Is it possible to disable such suppression shedding hardly any blood
define host {
host_name localhost
alias localhost
address 127.7.7.7
check_period 24x7
check_command check_service_my_new!$TOTALHOSTSERVICESOK$!$TOTALHOSTSERVICESWARNING$!$TOTALHOSTSERVICESCRITICAL$!$TOTALHOSTSERVICESUNKNOWN$
contact_groups admins
notification_period workhours
initial_state o
check_interval 5.000000
retry_interval 1.000000
max_check_attempts 10
active_checks_enabled 1
passive_checks_enabled 1
obsess_over_host 1
event_handler_enabled 1
low_flap_threshold 0.000000
high_flap_threshold 0.000000
flap_detection_enabled 1
flap_detection_options o,d,u
freshness_threshold 0
check_freshness 0
notification_options d,u,r
notifications_enabled 1
notification_interval 10.000000
first_notification_delay 0.000000
stalking_options n
process_perf_data 1
failure_prediction_enabled 1
notes_url http://10.0.101.10/nagios/cgi-bin/status.cgi?hostgroup=$HOSTNAME$&style=detail
action_url /nagios/cgi-bin/status.cgi?hostgroup=$HOSTNAME$&style=detail
retain_status_information 1
retain_nonstatus_information 1
}
The host looks ok…
has check_service_my_new the c option set in notifcation_options?
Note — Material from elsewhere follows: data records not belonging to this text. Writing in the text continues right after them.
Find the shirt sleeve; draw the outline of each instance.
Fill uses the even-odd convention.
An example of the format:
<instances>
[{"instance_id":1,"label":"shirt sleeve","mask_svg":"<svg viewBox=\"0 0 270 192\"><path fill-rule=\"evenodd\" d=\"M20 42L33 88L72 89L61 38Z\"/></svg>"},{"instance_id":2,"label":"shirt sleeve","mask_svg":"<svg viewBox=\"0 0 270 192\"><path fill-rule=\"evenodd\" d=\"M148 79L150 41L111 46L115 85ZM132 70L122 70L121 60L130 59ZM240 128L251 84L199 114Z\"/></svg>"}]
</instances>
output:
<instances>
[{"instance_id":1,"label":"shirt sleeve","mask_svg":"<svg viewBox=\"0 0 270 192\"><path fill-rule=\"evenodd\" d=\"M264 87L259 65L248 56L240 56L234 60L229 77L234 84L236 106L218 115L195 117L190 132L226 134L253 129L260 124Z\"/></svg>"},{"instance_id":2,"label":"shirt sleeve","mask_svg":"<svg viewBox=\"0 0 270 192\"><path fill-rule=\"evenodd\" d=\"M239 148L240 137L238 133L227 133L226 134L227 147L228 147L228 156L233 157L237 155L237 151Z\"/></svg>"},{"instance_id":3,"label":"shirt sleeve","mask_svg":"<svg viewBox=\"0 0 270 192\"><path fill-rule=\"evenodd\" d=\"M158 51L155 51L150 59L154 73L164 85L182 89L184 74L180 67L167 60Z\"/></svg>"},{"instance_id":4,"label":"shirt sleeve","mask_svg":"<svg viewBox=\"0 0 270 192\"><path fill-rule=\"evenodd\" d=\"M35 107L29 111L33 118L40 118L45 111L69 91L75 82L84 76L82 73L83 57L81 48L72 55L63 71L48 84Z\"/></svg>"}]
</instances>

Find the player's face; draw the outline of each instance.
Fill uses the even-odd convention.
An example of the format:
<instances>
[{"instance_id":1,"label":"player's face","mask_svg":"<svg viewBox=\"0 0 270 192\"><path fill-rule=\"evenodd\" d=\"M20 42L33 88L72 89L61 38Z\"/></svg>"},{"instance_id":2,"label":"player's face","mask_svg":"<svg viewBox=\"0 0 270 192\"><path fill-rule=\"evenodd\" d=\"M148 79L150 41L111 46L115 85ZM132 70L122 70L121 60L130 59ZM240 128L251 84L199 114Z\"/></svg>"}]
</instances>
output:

Yepp. Everything is OK and service notifications get delivered if host status command returns OK status. But when host is in DOWN state (in reality host is up and running) services notifications appears to be suppressed.
Do you understand the case?
I think i understood what has been described…
in the service definition do you have the c option selected in the notification_options?
It looks ike you have some configuration problem somewhere. Some notifications do get sent so you don’t have a generci config problem.
define service {
host_name localhost
service_description SSH
check_period 24x7
check_command check_ssh
contact_groups admins
notification_period 24x7
initial_state o
check_interval 5.000000
retry_interval 1.000000
max_check_attempts 4
is_volatile 0
parallelize_check 1
active_checks_enabled 1
passive_checks_enabled 1
obsess_over_service 1
event_handler_enabled 1
low_flap_threshold 0.000000
high_flap_threshold 0.000000
flap_detection_enabled 1
flap_detection_options o,w,u,c
freshness_threshold 0
check_freshness 0
notification_options u,w,c,r
notifications_enabled 1
notification_interval 10.000000
first_notification_delay 0.000000
stalking_options n
process_perf_data 1
failure_prediction_enabled 1
retain_status_information 1
retain_nonstatus_information 1
_DUMMYVAR 123
}
check_service_my_new is the one we were talking about
Do you see the critical notifications in the notifications page?
Wait-wait-wait-wait
check_service_my_new - is a script. It’s check command.
I showed you on of services which I’m working on.
When check_service_my_new returns UP state of the host, service SSH notification get delivered and displayed in the notifications page.
But when check_service_my_new returns DOWN state killing SSH daemon makes nothing more than displayed CRITICAL after SSH in the notifications page. Notification never get delivered about SSH service. The only notification being sent is notification about host state is DOWN.
By default when services are up NO checks are done on the host check.
when a service is down nagios checks if the host is up by doing the check-host-alive check.
If a host is DOWN no notifications should be sent for the services on that host. If a host is down how could a service be running?
You want the notifications for the single services to be sent if the host is down? I think i just understood your request now…
Not sure it can be done… i think it could… BUT anyway you could use an eventhandler script that sends out “fake” emails for the services when the host goes down.
As I mentioned before, in our case when host is in DOWN state it is actually bot down. Lets say ICMP ping becomes filtered somewhere on the network between nagios server and monitored host. Then host status turns DOWN, but services are working as expected.